For even $n$: Of course, for even $n$, we can put $(a, -a, \dots, a, -a)$ to get $0 \ge t_n$, and $t_n \ge 0$ as well, because $t_n = 0$ satisfies (as LHS is always positive). So, $t_n = 0$ in this case.
For odd $n$: I claim that $t_n = 2/n$.
Bound.

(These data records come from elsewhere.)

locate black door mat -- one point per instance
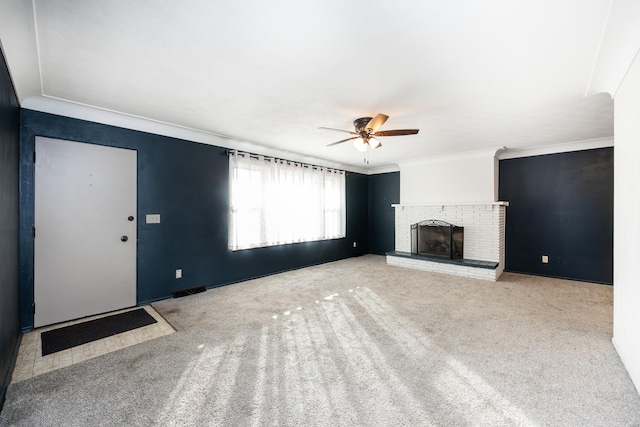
(93, 330)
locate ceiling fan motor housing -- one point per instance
(361, 123)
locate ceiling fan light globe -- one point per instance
(374, 143)
(359, 144)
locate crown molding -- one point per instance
(566, 147)
(475, 154)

Let the LHS be $M$, and the RHS be $x$. We can assume without loss of generality that $a_1 = x$. From the inequalities $-M \le a_i + a_{i + 1} \le M$ for $1 \le i \le n - 1$, we can inductively get bounds on $a_i$ depending on the parity of $i$. In particular, since $n$ is odd, we have $-(n - 1)M + x \le a_n \le (n - 1)M + x$. So, $a_n + a_1 = a_n + x \in [-(n - 1)M + 2x, (n - 1)M + 2x]$. But we also have $a_n + a_1 \in [-M, M]$. Thus, in order for us to have a valid solution for $a_i$, these two intervals must intersect. In particular, we have $-(n - 1)M + 2x \le M$, so $2x \le nM$, so $x \le nM/2$ and similarly $x \ge -nM/2$, which gives the bound.
Construction. It's easy to see that $(a, -3a, 5a, \dots, (-1)^{(n + 1)/2}na, \dots, 5a, -3a, a)$ for any $a$ works, as all adjacent sums have modulus $2a$, and the maximum absolute value is $na$, so $t_n = 2/n$ is also achievable.